Pouco antes de sair de casa, e de, portanto, ter qualquer ideia, um outro mal da cidadE grandE me deixava um tanto quanto perturbada: a solidão.

Pelo menos, na rua - e eu agradeço - as coisas costumam ser diferentes. Sempre. Na cidadE grandE ou não. Ver gente andando na rua, vivendo a vida, me acalma. Enquanto me distraio, ou com as coisas que acontecem por aí ou com meias-conversas dos outros (pérolas-de-4-dias-em-SP: uma mulher imitando um papagaio e outra apaixonada, no celular contando que "daí ele disse que eu sou a garota do filme"), tá tudo bem.

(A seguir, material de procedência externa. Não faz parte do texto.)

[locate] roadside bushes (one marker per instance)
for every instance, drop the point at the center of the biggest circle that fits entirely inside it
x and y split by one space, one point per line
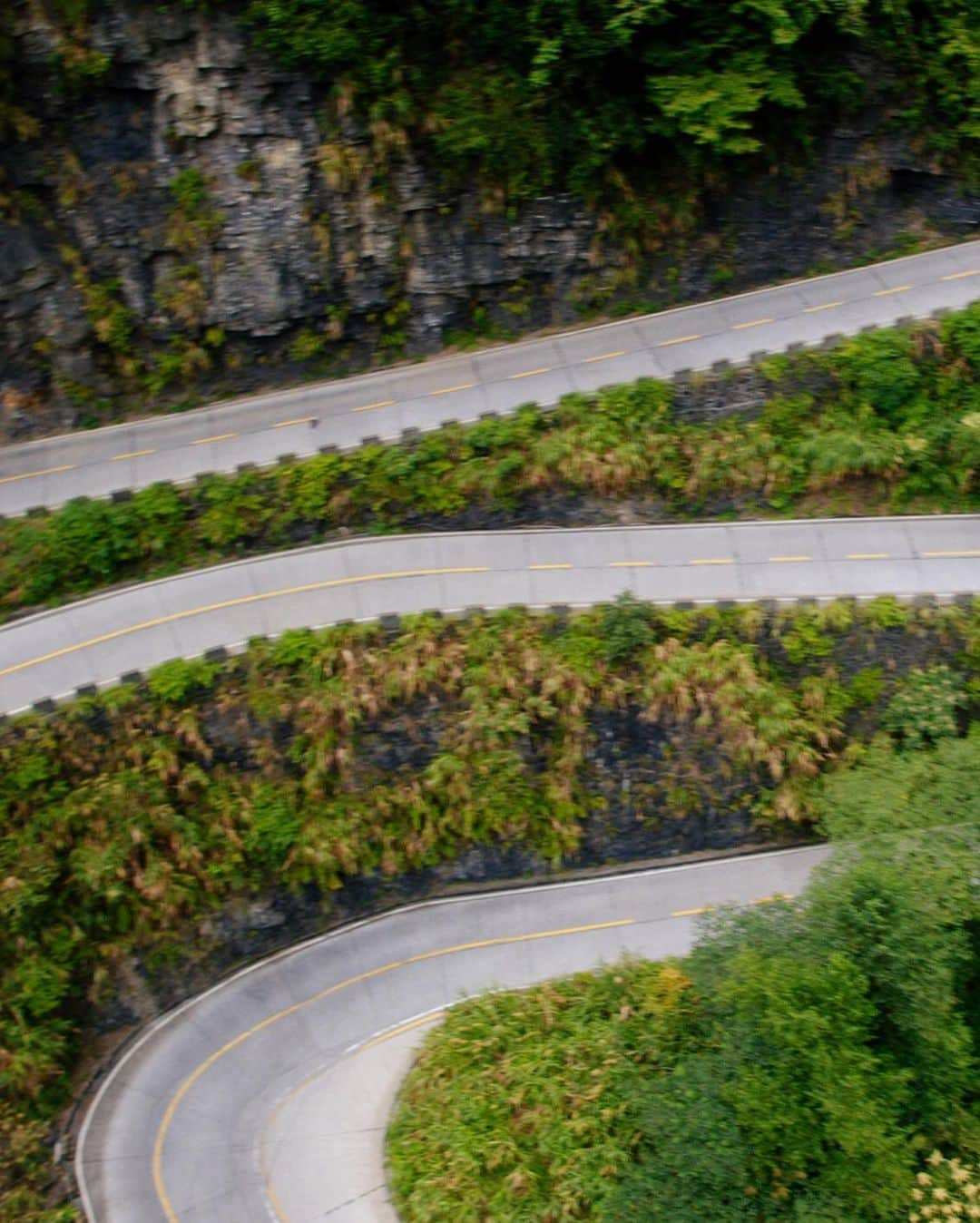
811 1061
888 422
131 821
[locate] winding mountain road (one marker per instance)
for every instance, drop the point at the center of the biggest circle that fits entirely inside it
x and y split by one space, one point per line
344 412
267 1097
98 641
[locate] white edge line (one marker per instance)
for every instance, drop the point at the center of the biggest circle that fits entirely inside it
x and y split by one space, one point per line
311 389
169 1016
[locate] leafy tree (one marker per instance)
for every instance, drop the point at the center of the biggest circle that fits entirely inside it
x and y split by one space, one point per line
926 709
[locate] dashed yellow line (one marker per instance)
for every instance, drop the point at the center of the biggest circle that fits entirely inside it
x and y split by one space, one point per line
240 602
369 407
44 471
189 1082
530 373
678 339
218 436
448 390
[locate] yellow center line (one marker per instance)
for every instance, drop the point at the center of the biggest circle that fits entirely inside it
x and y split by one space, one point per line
218 436
181 1092
369 407
240 602
448 390
44 471
530 373
678 339
812 309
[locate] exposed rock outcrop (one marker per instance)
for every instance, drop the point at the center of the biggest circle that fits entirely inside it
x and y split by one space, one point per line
185 224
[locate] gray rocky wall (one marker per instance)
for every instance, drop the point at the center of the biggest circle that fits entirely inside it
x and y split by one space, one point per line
308 257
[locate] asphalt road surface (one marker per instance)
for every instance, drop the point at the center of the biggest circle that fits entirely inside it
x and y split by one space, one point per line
98 641
260 428
267 1097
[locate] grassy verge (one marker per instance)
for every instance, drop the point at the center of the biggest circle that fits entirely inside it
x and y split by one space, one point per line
888 422
130 822
818 1062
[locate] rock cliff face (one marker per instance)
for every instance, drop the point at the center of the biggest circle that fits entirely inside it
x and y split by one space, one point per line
185 223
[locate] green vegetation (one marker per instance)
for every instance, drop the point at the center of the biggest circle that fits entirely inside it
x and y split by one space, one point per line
888 422
808 1062
557 94
127 818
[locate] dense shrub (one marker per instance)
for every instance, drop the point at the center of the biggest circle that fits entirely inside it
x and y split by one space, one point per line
561 94
895 425
796 1067
126 818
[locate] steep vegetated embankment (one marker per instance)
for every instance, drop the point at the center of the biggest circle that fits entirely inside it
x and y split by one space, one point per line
154 836
814 1061
886 424
204 196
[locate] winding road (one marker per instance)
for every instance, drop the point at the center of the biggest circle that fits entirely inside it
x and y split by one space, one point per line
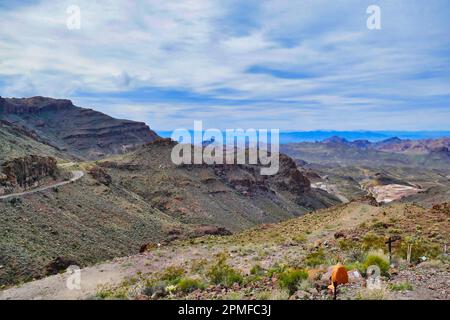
76 175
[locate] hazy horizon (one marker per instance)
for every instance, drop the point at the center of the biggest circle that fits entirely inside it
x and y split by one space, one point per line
298 65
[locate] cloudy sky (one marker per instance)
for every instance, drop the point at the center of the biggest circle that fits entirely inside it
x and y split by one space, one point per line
293 65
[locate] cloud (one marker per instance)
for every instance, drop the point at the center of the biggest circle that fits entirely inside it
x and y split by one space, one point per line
287 64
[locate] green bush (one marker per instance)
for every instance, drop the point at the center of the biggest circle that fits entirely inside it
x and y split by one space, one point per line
222 273
257 270
291 278
372 241
420 248
378 260
404 286
190 284
172 275
316 258
275 270
155 287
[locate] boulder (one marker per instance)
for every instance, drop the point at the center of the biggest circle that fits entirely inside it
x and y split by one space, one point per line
204 230
58 265
100 175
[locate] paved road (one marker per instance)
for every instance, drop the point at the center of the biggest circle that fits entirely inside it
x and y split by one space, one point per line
76 175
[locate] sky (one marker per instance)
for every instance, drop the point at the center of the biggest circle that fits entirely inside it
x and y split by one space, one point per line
291 65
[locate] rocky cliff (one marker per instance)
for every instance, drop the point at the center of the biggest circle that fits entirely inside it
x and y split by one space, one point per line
82 132
26 172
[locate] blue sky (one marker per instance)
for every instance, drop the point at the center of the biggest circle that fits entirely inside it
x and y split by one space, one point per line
292 65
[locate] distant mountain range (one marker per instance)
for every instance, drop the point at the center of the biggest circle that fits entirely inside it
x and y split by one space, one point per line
372 136
84 133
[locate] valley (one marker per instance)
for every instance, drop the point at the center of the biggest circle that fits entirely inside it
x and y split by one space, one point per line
103 194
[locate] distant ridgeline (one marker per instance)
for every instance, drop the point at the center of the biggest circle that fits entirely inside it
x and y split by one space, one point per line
372 136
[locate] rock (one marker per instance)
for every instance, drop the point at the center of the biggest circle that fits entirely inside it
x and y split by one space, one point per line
211 230
58 265
27 171
100 175
84 132
354 276
300 295
339 234
149 247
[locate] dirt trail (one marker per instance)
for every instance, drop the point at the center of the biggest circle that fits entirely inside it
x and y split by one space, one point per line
114 272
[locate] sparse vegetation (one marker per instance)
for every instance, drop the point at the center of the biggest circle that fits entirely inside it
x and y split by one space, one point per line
404 286
222 273
190 284
291 278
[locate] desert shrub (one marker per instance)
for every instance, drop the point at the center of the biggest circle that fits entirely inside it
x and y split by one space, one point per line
377 259
299 238
257 270
356 266
279 294
348 244
198 265
190 284
291 278
222 273
420 248
155 288
372 241
172 275
276 269
112 293
403 286
316 258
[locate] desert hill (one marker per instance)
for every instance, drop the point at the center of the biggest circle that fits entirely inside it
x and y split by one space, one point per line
81 132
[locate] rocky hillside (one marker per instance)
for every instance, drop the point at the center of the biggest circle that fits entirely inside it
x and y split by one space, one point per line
287 260
132 201
26 172
82 132
233 196
16 142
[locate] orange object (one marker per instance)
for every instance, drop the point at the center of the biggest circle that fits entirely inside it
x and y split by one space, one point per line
339 275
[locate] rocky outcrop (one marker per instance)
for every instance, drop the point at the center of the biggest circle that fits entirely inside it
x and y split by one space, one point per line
58 265
100 175
28 171
82 132
204 230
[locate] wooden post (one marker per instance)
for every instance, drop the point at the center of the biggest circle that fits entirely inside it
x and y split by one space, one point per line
389 243
408 255
335 291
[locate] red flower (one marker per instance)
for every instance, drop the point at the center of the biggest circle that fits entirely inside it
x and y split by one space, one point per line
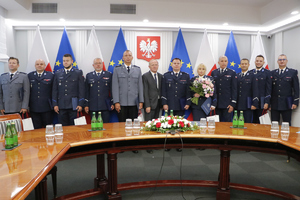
158 124
171 121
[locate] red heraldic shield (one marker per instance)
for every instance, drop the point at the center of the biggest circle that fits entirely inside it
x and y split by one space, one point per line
148 47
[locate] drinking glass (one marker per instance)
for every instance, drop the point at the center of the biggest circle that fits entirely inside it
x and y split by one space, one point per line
128 124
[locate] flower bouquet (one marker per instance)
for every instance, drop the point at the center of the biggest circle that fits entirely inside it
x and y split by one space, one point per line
170 123
204 87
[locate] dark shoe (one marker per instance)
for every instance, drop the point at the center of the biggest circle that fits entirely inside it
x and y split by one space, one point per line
149 151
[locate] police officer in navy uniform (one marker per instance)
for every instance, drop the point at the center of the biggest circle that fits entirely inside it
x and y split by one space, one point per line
98 91
226 89
40 102
175 89
68 92
285 91
247 99
264 86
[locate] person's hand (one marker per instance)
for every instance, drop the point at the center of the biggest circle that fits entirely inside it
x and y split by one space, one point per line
148 110
56 109
230 109
86 109
117 107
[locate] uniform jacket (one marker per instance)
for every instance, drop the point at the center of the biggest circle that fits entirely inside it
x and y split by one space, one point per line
40 91
203 99
66 87
176 90
127 88
285 89
151 92
264 87
14 94
247 91
226 87
98 90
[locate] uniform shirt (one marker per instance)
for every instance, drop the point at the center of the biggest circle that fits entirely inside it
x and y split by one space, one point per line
285 89
98 90
14 93
264 86
226 87
40 91
176 90
67 87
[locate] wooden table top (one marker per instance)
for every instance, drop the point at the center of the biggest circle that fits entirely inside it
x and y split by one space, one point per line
24 167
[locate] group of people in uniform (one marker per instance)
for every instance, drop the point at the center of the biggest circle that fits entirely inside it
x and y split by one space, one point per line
67 92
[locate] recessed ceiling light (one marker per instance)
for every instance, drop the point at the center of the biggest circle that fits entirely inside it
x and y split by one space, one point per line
294 12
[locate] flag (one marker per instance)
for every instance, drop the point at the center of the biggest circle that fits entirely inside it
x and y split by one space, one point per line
117 59
37 51
64 48
233 55
117 55
92 51
258 50
205 56
180 52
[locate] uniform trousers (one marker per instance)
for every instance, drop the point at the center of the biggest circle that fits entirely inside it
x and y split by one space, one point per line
41 120
104 115
286 115
127 112
66 116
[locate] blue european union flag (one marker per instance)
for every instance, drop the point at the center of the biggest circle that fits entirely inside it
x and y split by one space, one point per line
117 55
233 54
64 48
180 51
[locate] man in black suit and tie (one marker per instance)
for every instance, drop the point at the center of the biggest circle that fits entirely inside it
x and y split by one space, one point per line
152 87
285 91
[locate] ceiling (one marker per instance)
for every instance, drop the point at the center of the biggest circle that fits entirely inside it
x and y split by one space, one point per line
244 15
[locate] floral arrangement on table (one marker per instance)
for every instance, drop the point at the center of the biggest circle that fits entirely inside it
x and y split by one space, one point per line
170 123
204 87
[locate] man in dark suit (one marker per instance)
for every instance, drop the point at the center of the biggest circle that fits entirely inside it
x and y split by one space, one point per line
98 91
14 89
40 102
264 84
285 91
175 93
152 87
226 89
68 92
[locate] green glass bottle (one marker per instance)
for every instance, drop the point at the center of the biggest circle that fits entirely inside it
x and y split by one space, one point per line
9 138
100 121
94 122
166 113
241 120
235 120
15 133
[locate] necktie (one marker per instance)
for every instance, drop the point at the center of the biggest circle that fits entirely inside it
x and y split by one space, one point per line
155 79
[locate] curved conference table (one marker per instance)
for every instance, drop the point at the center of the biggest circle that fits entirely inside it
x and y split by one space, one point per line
26 167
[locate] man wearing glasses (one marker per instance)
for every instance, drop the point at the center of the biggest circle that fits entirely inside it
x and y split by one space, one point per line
285 91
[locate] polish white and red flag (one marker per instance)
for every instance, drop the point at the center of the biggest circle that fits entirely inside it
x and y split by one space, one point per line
205 56
37 51
258 49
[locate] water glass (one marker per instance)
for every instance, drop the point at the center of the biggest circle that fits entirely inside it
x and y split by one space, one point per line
203 123
128 124
58 128
211 124
136 124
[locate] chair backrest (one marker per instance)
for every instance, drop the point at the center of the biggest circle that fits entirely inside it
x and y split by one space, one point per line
4 119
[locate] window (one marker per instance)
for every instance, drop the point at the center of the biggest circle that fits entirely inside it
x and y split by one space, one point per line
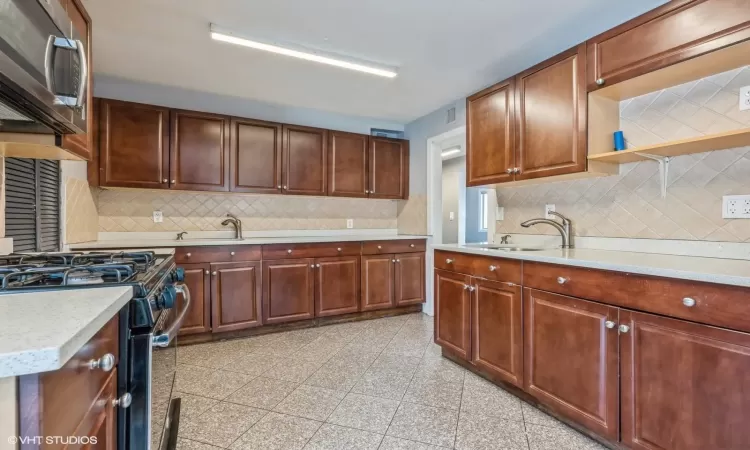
484 205
32 204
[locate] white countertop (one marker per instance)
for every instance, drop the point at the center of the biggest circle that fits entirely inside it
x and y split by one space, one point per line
41 331
144 243
711 270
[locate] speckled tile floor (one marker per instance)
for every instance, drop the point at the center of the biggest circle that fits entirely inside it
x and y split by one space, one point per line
379 384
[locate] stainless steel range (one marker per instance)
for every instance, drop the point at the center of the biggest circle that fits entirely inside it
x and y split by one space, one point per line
148 326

Tá tudo ótimo. 
Eu consigo ver o motivo de ter vindo para cá: meu amor por tudo isso. 
Ainda tá  tudo confuso, mas não chorei nem quando meus pais foram embora. To bem. Ta tudo bem. 

Chegando no restaurante, no entanto, as coisas mudam. Deixo minha mochila numa mesa para 2 sabendo que vou sentar sozinha. E, pelo amor, que merda que é comer sozinha. 
Enquanto pego um prato e me sirvo, a falta dos curitibocas ofusca minha vontade de cidadE grandE. Isso me consume, e acaba me fazendo encher o prato com mais comida do que eu efetivamente queria comer.
"Tudo bom?" pergunto, sorrindo apesaaaaaaaaaar dos pesares, para a moça que pesa os pratos. 
Ela - que, em 2 almoços, já vi que é fofa - sorri de volta e me dá a folhinha em que estão marcados os R$9,46 que não estavam naquela porra de bolsinha de moedas.

Que bosta. O que eu ia fazer? Numa situação dessas? O sorriso com certeza foi embora. Não prestei mais atenção. De repente me vi sentada sozinha diante de um prato gigante de comida que, além de não conseguir comer, não ia conseguir pagar. 
Que bosta. O que eu ia fazer? Sem conhecer ninguém nessa cidadE. 

Que bosta. 
A fome tinha até ido embora. Grão de bico, suflê de cenoura, alface, meu, quanta coisa.
Que bosta. Será que eu devolvo esse prato?

Levantei. Tinha almoçado ali ontem. Quem sabe a moça do caixa lembrasse de mim. 
Hesitei. 
Fui.
"Moça..."

"Pois não, tudo bom?"
"Moça...", e, xii, lágrimas se aproximavam. "Eu me mudei pra cá faz dois dias, e, sabe, eu... Eu almocei aqui ontem, você lembra de mim?"
Ela ficou me olhando, quieta. E eu engolhi as lágrimas, porque PELO AMOR DE DEUS NÉ.
"Bom... Então. Eu não tenho dinheiro para pagar meu almoço. Quer dizer, tenho, eu tenho, mas não aqui. Eu posso te pagar amanh- hoje ainda! E você anota meu nome completo, RG, CPF, endereço, telefone, sei lá, tudo."
Ela riu. "Tudo bem. Você já comeu? Termina lá de comer"
"Mesmo?"
"Aham."
"Brigada, viu. Brigada mesmo. Sério."
"De nada", e eu voltei. 

Empurrei aquilo tudo guela abaixo e pedi desculpas pra "moça" de novo. Ela anotou não tudo aquilo que eu tinha desesperadamente sugerido, mas meu nome e telefone. E eu segui meu caminho.

O restaurante fechou às três da tarde, então ainda não deu pra pagar minhas dívidas.
Mas, veja bem, também ainda não deu para chorar.